Однажды отдыхал после марш-броска через речку Ливну на Васильевские холмы, у родниковой чаши с несколькими ниточками чистейшей и холодной воды, сливавшимися в светлый ручей, и услышал характерное шарканье бруска по косе. Пошел посмотреть. На ручье в тени громадного серебряного тополя косил мужик. Вообще с Васильевских холмов открываются синие дали, отсюда пол-Смоленщины видишь. И еще оглядывая горизонты, я неожиданно сказал себе, что эта земля без поэта немыслима. А обернувшись к востоку, где громоздились кручи облаков, освещенных солнцем, помыслил так: вот наши Гималаи.

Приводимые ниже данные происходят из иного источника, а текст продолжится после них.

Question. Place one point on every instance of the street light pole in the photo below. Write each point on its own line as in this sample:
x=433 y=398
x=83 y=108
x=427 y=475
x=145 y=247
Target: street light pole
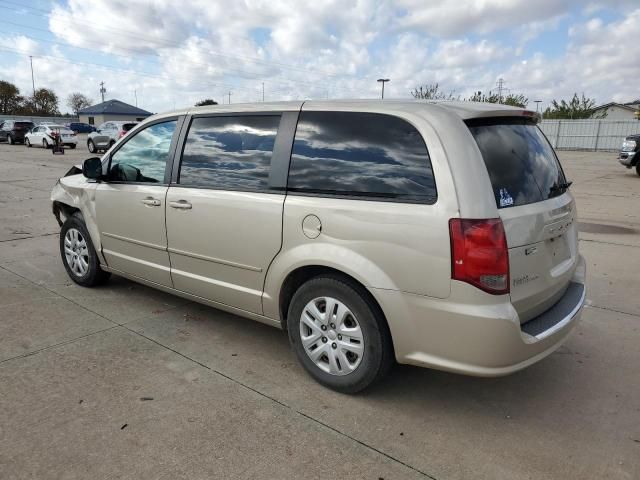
x=383 y=81
x=33 y=82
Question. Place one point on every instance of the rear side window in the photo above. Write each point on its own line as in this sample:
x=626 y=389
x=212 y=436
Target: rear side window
x=521 y=163
x=229 y=152
x=360 y=155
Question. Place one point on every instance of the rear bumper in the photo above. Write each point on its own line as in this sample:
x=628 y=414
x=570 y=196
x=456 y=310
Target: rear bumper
x=628 y=159
x=481 y=335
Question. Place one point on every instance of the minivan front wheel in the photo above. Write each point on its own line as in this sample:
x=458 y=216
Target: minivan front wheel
x=78 y=255
x=338 y=335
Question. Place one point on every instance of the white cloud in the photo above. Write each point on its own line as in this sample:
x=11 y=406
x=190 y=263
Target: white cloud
x=335 y=48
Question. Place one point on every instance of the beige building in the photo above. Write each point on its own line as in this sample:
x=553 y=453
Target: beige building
x=111 y=110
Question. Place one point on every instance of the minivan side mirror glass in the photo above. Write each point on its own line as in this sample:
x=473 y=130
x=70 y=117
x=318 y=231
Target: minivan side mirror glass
x=92 y=168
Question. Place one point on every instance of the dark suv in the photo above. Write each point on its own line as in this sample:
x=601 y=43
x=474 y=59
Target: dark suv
x=13 y=131
x=629 y=154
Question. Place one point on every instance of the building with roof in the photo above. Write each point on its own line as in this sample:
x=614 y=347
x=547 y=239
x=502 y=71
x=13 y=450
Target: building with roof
x=619 y=111
x=112 y=110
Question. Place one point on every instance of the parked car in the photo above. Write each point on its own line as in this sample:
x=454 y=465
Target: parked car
x=45 y=136
x=80 y=127
x=107 y=135
x=370 y=231
x=629 y=155
x=13 y=131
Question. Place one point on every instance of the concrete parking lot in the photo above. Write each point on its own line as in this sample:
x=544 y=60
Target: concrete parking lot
x=123 y=381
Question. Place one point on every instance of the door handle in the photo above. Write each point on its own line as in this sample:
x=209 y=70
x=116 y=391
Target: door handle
x=181 y=204
x=153 y=202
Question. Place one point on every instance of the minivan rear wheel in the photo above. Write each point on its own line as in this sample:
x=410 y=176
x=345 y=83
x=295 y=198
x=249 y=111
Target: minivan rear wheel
x=338 y=334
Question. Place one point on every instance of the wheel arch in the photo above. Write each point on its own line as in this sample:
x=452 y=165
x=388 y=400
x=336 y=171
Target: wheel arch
x=302 y=274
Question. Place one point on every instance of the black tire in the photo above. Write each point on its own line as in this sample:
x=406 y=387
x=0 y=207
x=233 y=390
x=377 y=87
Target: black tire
x=94 y=275
x=377 y=357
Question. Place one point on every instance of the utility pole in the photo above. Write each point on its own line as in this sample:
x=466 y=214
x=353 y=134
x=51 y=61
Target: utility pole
x=383 y=81
x=500 y=85
x=33 y=82
x=537 y=102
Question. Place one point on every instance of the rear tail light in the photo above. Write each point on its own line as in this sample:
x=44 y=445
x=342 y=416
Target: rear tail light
x=479 y=254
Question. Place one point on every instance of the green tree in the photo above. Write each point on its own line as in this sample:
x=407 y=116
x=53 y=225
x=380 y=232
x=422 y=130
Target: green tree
x=513 y=99
x=577 y=107
x=78 y=101
x=44 y=102
x=431 y=92
x=10 y=98
x=206 y=101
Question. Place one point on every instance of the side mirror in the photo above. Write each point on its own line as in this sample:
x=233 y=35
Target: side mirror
x=92 y=168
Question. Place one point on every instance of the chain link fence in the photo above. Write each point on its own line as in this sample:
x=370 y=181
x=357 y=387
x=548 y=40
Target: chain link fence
x=602 y=135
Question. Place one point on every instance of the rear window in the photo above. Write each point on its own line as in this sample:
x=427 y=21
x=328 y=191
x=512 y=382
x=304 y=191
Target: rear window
x=522 y=166
x=352 y=154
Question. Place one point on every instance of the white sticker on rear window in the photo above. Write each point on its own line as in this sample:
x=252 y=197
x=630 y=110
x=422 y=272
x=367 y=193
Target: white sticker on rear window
x=505 y=199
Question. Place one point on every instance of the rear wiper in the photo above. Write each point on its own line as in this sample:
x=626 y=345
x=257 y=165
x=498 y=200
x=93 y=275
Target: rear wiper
x=560 y=186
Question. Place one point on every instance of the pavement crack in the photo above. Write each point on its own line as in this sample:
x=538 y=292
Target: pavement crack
x=60 y=295
x=27 y=238
x=609 y=243
x=288 y=407
x=613 y=310
x=55 y=345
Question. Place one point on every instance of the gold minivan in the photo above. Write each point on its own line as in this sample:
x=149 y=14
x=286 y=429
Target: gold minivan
x=441 y=235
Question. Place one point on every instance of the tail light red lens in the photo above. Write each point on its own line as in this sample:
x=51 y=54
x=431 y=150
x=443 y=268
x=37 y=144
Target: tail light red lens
x=479 y=254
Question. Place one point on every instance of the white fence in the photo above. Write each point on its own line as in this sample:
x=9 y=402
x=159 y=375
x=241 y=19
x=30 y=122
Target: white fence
x=37 y=120
x=605 y=135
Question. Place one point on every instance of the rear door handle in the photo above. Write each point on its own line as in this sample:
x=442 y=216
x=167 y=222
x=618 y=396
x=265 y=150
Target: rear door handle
x=181 y=204
x=153 y=202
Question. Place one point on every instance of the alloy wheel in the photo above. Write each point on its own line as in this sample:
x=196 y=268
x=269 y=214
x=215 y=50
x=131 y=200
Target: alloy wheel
x=331 y=336
x=76 y=252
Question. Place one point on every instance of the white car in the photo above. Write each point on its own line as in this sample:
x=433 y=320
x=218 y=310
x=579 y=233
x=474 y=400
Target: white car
x=44 y=135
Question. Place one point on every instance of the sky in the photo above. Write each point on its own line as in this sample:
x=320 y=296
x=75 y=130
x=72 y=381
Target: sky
x=166 y=54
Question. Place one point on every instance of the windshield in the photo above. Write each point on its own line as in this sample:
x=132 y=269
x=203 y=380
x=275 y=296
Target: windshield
x=522 y=166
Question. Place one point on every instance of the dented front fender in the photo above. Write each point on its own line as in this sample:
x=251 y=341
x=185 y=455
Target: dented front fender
x=74 y=193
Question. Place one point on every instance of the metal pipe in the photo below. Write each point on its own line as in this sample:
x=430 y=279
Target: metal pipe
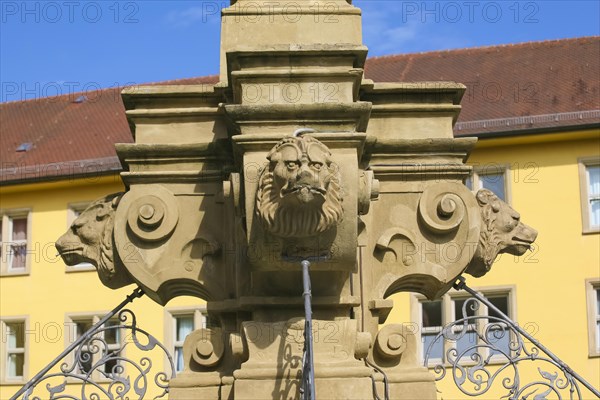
x=308 y=372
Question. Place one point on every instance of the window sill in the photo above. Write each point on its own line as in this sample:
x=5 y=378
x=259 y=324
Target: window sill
x=86 y=268
x=20 y=381
x=15 y=273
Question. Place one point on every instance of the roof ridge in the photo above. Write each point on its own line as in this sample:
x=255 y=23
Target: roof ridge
x=520 y=44
x=374 y=58
x=75 y=95
x=54 y=98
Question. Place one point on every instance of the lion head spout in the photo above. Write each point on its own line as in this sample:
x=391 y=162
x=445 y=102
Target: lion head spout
x=299 y=193
x=90 y=239
x=501 y=232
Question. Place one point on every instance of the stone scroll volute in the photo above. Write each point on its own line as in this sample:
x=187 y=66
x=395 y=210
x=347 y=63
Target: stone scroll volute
x=429 y=241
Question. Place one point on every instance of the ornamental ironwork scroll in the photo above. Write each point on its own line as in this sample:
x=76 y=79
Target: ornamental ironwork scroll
x=95 y=368
x=500 y=354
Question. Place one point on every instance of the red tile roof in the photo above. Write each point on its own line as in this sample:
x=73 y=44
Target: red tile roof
x=512 y=87
x=515 y=80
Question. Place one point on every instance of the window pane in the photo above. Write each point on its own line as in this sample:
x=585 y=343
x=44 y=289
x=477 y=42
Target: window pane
x=598 y=335
x=467 y=343
x=15 y=365
x=19 y=229
x=112 y=336
x=82 y=327
x=16 y=335
x=458 y=309
x=437 y=351
x=110 y=366
x=500 y=302
x=179 y=359
x=493 y=182
x=469 y=183
x=500 y=339
x=593 y=172
x=85 y=363
x=595 y=212
x=185 y=325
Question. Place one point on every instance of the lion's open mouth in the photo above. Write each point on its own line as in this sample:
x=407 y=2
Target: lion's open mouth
x=303 y=189
x=519 y=246
x=71 y=255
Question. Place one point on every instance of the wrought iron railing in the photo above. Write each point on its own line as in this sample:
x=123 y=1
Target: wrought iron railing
x=92 y=368
x=477 y=367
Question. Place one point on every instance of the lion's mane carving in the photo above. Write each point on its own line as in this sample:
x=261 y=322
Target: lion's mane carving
x=501 y=232
x=90 y=239
x=299 y=193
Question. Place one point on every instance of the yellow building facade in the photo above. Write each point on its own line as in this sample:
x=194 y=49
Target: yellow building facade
x=549 y=288
x=550 y=175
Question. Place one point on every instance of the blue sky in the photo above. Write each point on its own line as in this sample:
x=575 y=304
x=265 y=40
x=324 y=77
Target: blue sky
x=58 y=47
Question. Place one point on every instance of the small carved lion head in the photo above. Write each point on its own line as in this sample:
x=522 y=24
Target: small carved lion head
x=90 y=239
x=299 y=193
x=501 y=232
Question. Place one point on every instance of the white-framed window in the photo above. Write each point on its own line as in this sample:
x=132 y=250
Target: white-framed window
x=15 y=228
x=180 y=322
x=493 y=177
x=593 y=308
x=74 y=210
x=13 y=349
x=433 y=316
x=589 y=183
x=110 y=344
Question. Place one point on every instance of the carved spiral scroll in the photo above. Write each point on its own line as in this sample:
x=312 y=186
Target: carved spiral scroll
x=442 y=208
x=206 y=346
x=391 y=341
x=152 y=217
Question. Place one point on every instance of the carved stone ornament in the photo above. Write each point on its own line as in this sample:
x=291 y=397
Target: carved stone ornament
x=299 y=193
x=501 y=232
x=90 y=239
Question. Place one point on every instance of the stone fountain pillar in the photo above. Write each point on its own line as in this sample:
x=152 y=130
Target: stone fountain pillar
x=294 y=155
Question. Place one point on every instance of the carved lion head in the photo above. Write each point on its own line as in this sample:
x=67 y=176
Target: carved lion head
x=501 y=232
x=90 y=239
x=299 y=193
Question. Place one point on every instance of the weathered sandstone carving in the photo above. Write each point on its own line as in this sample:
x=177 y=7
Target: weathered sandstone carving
x=501 y=232
x=299 y=193
x=90 y=239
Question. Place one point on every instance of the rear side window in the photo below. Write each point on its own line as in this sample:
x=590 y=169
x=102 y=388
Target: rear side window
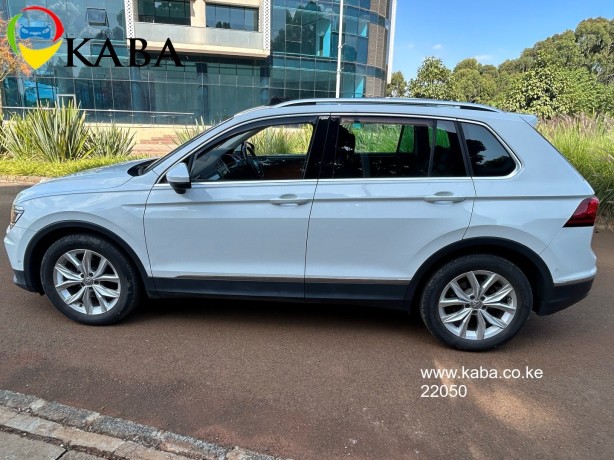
x=488 y=157
x=372 y=148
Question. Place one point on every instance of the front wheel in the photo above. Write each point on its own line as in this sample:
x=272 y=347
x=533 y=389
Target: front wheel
x=89 y=280
x=476 y=302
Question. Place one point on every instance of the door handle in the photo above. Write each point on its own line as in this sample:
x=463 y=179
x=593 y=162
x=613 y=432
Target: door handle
x=444 y=197
x=285 y=200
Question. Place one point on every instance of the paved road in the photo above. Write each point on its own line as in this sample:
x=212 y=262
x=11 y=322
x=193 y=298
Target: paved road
x=321 y=382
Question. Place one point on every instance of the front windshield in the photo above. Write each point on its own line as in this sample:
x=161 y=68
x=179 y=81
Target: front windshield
x=168 y=155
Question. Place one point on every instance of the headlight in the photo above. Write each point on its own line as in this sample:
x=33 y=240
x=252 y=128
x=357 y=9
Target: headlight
x=16 y=212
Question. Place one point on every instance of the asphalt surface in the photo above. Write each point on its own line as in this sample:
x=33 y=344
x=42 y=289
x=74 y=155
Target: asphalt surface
x=313 y=382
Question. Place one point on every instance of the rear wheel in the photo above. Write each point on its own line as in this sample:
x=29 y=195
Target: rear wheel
x=476 y=302
x=89 y=280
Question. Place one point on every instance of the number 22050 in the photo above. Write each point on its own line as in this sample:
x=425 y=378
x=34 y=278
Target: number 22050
x=443 y=391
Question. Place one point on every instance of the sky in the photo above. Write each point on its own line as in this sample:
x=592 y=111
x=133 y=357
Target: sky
x=489 y=30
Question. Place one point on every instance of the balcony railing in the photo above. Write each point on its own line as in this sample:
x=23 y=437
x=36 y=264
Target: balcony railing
x=199 y=36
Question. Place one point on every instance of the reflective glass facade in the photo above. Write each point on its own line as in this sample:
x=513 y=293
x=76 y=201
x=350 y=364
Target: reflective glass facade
x=302 y=61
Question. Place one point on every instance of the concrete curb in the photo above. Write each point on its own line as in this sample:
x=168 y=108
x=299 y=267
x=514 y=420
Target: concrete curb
x=107 y=437
x=20 y=180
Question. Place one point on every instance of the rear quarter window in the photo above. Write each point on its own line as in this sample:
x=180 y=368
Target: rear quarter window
x=487 y=156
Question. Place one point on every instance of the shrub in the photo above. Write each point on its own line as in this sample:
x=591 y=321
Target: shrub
x=60 y=134
x=588 y=144
x=112 y=141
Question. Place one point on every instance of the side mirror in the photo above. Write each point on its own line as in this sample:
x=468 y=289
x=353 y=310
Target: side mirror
x=179 y=178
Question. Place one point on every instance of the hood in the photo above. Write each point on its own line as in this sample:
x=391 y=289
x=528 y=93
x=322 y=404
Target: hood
x=91 y=180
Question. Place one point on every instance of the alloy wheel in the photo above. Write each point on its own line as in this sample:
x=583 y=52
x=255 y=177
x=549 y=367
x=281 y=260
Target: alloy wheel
x=87 y=282
x=477 y=305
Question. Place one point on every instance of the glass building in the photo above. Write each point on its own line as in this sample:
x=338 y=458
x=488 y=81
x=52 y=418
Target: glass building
x=236 y=54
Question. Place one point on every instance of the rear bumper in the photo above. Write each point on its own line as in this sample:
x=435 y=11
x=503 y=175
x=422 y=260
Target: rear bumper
x=561 y=296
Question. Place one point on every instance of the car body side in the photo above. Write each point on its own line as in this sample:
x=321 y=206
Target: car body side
x=521 y=215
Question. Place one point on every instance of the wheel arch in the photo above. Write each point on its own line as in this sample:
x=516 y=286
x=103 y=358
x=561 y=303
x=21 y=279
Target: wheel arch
x=526 y=259
x=46 y=236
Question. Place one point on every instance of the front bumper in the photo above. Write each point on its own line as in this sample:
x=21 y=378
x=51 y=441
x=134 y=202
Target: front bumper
x=19 y=278
x=561 y=296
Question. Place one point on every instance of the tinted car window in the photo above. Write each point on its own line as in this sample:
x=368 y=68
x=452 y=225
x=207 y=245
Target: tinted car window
x=393 y=149
x=488 y=157
x=381 y=149
x=448 y=157
x=277 y=152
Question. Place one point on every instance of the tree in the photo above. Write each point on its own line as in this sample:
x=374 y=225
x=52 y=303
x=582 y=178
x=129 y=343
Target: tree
x=544 y=90
x=397 y=86
x=434 y=81
x=474 y=82
x=10 y=64
x=595 y=39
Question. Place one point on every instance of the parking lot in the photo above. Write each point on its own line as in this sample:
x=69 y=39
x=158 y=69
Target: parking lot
x=324 y=381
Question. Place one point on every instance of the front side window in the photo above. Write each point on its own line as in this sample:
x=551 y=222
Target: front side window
x=380 y=149
x=276 y=152
x=232 y=17
x=488 y=157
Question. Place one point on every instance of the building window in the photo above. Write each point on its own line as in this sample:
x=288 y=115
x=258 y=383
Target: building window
x=232 y=17
x=166 y=12
x=97 y=17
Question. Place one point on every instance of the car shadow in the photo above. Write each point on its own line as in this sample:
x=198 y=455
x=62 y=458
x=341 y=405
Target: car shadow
x=276 y=313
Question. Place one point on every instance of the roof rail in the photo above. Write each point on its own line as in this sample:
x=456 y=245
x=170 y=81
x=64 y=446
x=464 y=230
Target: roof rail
x=392 y=101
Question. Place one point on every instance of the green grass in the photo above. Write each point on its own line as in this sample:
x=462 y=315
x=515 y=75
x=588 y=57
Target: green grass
x=27 y=167
x=588 y=144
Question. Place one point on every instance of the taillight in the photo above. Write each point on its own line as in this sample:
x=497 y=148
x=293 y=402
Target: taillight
x=585 y=214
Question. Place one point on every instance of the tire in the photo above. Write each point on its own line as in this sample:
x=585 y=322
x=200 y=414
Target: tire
x=102 y=295
x=462 y=319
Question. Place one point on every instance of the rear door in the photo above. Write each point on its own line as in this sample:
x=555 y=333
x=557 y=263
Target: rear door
x=394 y=191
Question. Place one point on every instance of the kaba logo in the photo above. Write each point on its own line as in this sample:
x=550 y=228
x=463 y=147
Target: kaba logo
x=19 y=28
x=108 y=51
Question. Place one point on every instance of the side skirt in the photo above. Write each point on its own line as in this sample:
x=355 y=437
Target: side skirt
x=380 y=294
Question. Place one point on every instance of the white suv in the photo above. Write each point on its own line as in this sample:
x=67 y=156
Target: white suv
x=459 y=210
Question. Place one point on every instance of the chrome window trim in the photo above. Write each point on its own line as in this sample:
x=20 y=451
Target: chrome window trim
x=519 y=164
x=238 y=125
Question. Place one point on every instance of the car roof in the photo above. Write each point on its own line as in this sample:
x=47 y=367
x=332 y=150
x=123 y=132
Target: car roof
x=387 y=106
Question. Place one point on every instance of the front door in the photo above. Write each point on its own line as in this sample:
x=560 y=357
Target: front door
x=241 y=229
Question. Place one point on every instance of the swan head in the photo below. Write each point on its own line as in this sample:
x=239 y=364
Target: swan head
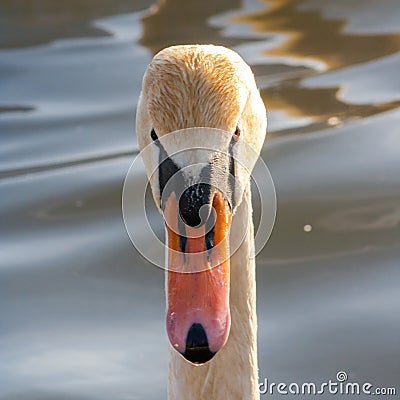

…И это было прозрением, предчувствием.
Мы разговорились с косцом. Я вынул карту и попросил его кое-что уточнить. Свернув из газеты и самосада цигарку, мужик щурился от дыма, водил желтым прокуренным ногтем по карте и называл давно исчезнувшие деревни, урочища, ручьи и родники. На современной карте ничего этого не было. Мужик выступал в роли настоящего картографа: на моих глазах исчезали белые пятна, терра инкогнито наполнялась смыслом.
Правда, тут нам помешал подлетевший трактор, из него выпрыгнул такой же сухой и невысокий, как мой косец, мужик в кепке и майке, с черными от солнца руками и шеей, и между ними произошла крепкая перебранка. Они наскакивали друг на друга, того и гляди пустят в ход кулаки или что-нибудь похуже. Спор был о луге, покосе у серебряного тополя и родникового ручья.
– Это моя деляна! – восклицал тракторист, топая кирзовым сбитым сапогом.
– С каких это таких пор? – в тон ему кричал косец.
– С тех самых!
– С каких?
Они наступали друг на друга, размахивая руками.
– У меня есть решение!
– Ха, решение! Я здесь сызмала косил! С батькой косил! А ты косил?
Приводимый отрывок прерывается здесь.